A few interesting things about me. I love to read science fiction (my favorite is Frank Herbert's Dune). I am also an avid gamer. I love to play competitive strategy games and first-person shooters. Lastly, I love learning. Every day I push myself to learn something new, whether that be about machine learning, software engineering, or miscellaneous facts about the universe.
I recently started working as a data process manager at Capital One. My work mainly revolves around finding ways to automate business reports that have been entirely manual in the past. I have cut down the number of Graduate classes I am taking to accomadate a fulltime work schedule, but I plan to graduate from the University of Texas at Dallas in May with a Masters in Computer Science.
I maintain servers for database storage, model training, and model deployment.
I have worked with researchers to apply NLP techniques to make sense of the motivations behind human interactions.
Machine learning is more than an API call to scikit-learn. I love the math and theory as well as the implementation.
I regularly extract data from Hadoop databases using the HIVE framework.
I implement machine learning models in real world production systems using REST APIs.
I love telling a story. Making a beautiful and compelling presentation is one of my favorite skills.
Databases (SQL) - 5
Servers (Linux / Bash) - 4
Big Data (HIVE / Spark) - 3
Python - 5
Computer Vision (TensorFlow) - 4
NLP (Spacy / TensorFlow) - 4
Teaching / Presenting - 5
Statistical Methods - 3
Visualization (Tableau) - 2
Take a look at my recent work.
A helpful tutorial I wrote recently on how to set up a Bash script that utilized the AWS CLI to start, log into, then shutdown an EC2 instance. (I didn't want to forget the instance was running and lose money)
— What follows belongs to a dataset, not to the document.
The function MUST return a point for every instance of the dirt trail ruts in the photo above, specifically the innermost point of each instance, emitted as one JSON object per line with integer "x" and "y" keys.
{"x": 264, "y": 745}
Tested the use of Word2Vec embeddings with a variety of sequential input deep learning models towards the task of language modeling (predicting the next word in a sentence).
A fully functional, SQL-compliant database implemented from scratch in Python. DavisBase compresses data to a custom-designed bit-level encoding for maximal data compression. By utilizing a file size of 512Kb, DavisBase performs well in low memory environments while also maximizing query time.